Mutex starvation in Go

2021/04/07

Introduction

Mutex is one of the synchronization primitives in multi-threaded programming. A mutex object usually has a Lock() Unlock() interface and can lock/unlock itself. Also, it guarantees that it cannot be locked by multiple threads at the same time. If the user program always acquires a lock before entering a critical section, and releases the lock as soon as the critical section is over, “mutual exclusions” can be performed even in a multi-threaded environment.

Since mutex is a very simple locking mechanism, there are many variations in its algorithm. However, if the algorithm is not carefully chosen, it can sometimes cause “starvation”, resulting in reduced throughput and even system stop. In this article, we will discuss the mutex algorithm that causes starvation in certain situations that existed up to Go 1.8. We will use actual programs as examples to gain a better understanding of the mutex behavior, starvation, and locking algorithms. Then, we will look at the changes that Go has made in 1.9 to make situation better.

Mutex “unfairness” in Go1.8

The sync section in the Minor changes to the library of the release notes for Go1.9 says Mutex is now more fair .

First, let’s look at a problem that existed in the mutex up to Go1.8. This happens in a situation like: “two goroutines are fighting for a lock, one holds it for a long time and releases it for a short time, the other holds it for a short time and releases it for a long time. The code just looks like this:

package main

import (
	"sync"
	"time"
)

func main() {
	done := make(chan bool, 1)
	var mu sync.Mutex

	// goroutine 1
	go func() {
		for {
			select {
			case <-done:
				return
			default:
				mu.Lock()
				time.Sleep(100 * time.Microsecond)
				mu.Unlock()
			}
		}
	}()

	// goroutine 2
	for i := 0; i < 10; i++ {
		time.Sleep(100 * time.Microsecond)
		mu.Lock()
		mu.Unlock()
	}
	done <- true
}

This program starts one goroutine (goroutine 1), and inside it, it starts a for-loop. In the loop, it locks the mutex, sleeps for 100µs, and then releases the lock. In another goroutine (goroutine 2), it starts a for-loop that runs only 10 times, and in the loop, it sleeps for 100µs, then acquires the lock, and immediately unlocks it.

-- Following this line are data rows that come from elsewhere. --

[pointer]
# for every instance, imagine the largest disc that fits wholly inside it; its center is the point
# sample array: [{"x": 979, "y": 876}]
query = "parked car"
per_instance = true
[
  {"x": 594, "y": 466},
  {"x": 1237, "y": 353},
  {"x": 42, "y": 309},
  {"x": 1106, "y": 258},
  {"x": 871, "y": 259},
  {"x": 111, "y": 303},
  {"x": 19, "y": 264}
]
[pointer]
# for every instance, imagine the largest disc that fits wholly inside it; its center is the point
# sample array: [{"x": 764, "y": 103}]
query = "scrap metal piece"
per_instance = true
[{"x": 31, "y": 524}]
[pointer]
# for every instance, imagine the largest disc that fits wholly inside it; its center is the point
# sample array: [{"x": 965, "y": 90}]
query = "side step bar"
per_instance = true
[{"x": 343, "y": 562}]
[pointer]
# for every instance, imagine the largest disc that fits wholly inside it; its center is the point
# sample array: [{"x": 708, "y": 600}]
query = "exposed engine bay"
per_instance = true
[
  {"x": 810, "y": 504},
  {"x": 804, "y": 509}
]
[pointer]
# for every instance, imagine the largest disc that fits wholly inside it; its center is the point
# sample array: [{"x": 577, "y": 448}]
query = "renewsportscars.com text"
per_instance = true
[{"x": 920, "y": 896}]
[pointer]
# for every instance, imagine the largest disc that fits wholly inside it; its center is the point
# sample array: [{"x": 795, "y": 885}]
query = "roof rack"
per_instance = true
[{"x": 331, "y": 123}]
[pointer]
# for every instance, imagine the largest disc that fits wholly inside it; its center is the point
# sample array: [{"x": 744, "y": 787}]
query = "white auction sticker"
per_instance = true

Now let’s think about how this program will work. My guess is: “goroutine2 will eventually acquire the lock 10 times, but in the meantime, goroutine1 will also acquire the lock several times, and the program will terminate normally soon, probably in no longer than 1 or 2 seconds”. When I tried to run this program with Go1.8 in my local environment, I found that the program did not finish at all. It took so long that I had to quit the program in the middle, but the program did not finish for at least 3 minutes. (If you are interested, you can give it a try.)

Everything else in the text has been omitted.